Only 7 out of 630 implanted mouse embryos gave rise to mouse pups. Hayashi said this low success rate — around 1% — wasn’t down to the process of sex chromosome conversion but the reality that cells cultured in a lab are typically inferior to those in a living animal.
“This is due to the suboptimal condition of the culture system. Especially, if the culture period is long (in this case 5-6 weeks), then the cell potential is compromised,” Hayashi said via email.
What’s next?
Hayashi’s research has raised the possibility that someday same-sex couples may be able to have a baby who shares both parents’ genes.
“It (will be) difficult to produce babies from male-male (human) couples because of both technical and ethical reasons,” Hayashi said. “But it is theoretically possible to produce babies from male-male couples, as shown in this study.”
He said that it would be more challenging to accomplish the reverse — that is, making sperm from female cells because they contain no Y chromosome, which is essential for making sperm. Duplicating an X chromosome, which male cells already have, is easier than conjuring up a Y chromosome in female cells, Hayashi explained.
Glenn Cohen, the James A. Attwood and Leslie Williams Professor of Law at Harvard Law School, said the work raised thorny ethical and legal questions that society needed to start thinking about.
These issues include embryo farming — producing hundreds of embryos to pick the best one — and the unauthorized use of a person’s cells.
“What happens to all the embryos created but not used? Does it violate ethical norms of respect to create so many potential human lives knowing that the vast majority will be destroyed or indefinitely stored?” said Cohen, who is also the faculty director of Harvard Law’s Petrie-Flom Center for Health Law Policy, Biotechnology & Bioethics.
“In the most extreme case, imagine an individual using sloughed skin cells left on a bathtub by Brad Pitt, for example, to derive sperm or egg in order to reproduce,” he added.
Saving animals from extinction?
The technique holds promise for conserving endangered species, although it’s not known whether the process in mice that resulted in the spontaneous loss of a Y chromosome and the duplication of the X chromosome would occur in other mammal species, said Mike McGrew, Personal Chair of Avian Reproductive Technologies at The Roslin Institute at the University of Edinburgh.

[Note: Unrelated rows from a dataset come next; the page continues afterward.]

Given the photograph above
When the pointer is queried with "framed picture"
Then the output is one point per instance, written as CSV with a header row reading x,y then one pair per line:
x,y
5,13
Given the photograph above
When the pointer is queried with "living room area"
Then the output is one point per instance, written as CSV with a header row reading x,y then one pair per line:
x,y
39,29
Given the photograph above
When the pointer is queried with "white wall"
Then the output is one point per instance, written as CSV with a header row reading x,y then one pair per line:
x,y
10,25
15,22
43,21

“This is a very exciting finding for species conservation,” he said via email. “You could imagine that the many ‘biobanks’ that are being established to capture genetic diversity stored for endangered species of animals. By chance, only or predominantly male cells may be conserved for some species.”

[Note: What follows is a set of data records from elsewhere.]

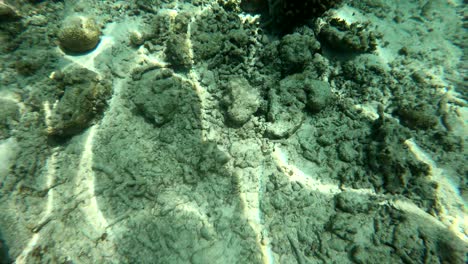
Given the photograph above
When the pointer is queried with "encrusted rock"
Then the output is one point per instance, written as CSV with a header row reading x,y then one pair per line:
x,y
79,34
7,12
84,96
243,101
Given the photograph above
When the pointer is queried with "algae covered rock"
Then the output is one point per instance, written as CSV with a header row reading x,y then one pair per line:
x,y
84,97
243,101
79,34
9,114
319,95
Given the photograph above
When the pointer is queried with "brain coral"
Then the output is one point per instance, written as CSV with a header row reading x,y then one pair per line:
x,y
79,34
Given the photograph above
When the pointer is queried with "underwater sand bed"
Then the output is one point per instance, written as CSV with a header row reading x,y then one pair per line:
x,y
225,132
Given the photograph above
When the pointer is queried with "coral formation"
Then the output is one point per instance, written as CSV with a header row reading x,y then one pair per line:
x,y
284,15
84,96
79,34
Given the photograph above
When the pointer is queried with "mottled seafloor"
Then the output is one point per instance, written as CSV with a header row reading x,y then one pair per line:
x,y
196,133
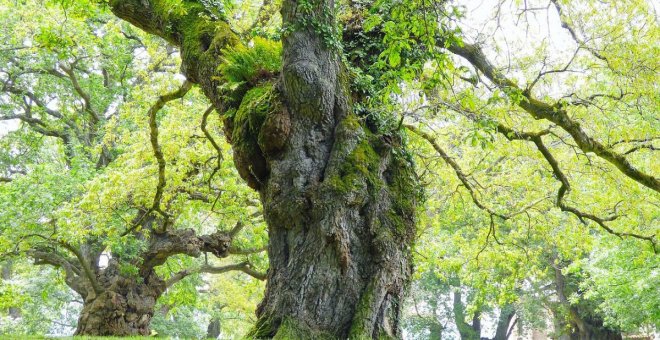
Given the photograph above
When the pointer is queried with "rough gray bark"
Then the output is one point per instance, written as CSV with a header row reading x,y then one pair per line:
x,y
339,204
125,307
339,199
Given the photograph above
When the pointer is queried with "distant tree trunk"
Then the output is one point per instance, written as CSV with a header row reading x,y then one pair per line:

The techniques developed by Hayashi could help the northern white rhino breeding program, said Thomas Hildebrandt, professor and chair of wildlife reproduction medicine at Freie Universit?t Berlin and head of reproduction management at the Leibniz Institute for Zoo and Wildlife Research.
Only two animals of the species remain in the world, and both are female, Hildebrandt is attempting to artificially breed the animals with sperm and tissue samples taken from now deceased male counterparts.
“It’s a technology for tomorrow but we have an option to create a genetically sound population. This is only possible with this stem cell approach,” Hildebrandt said.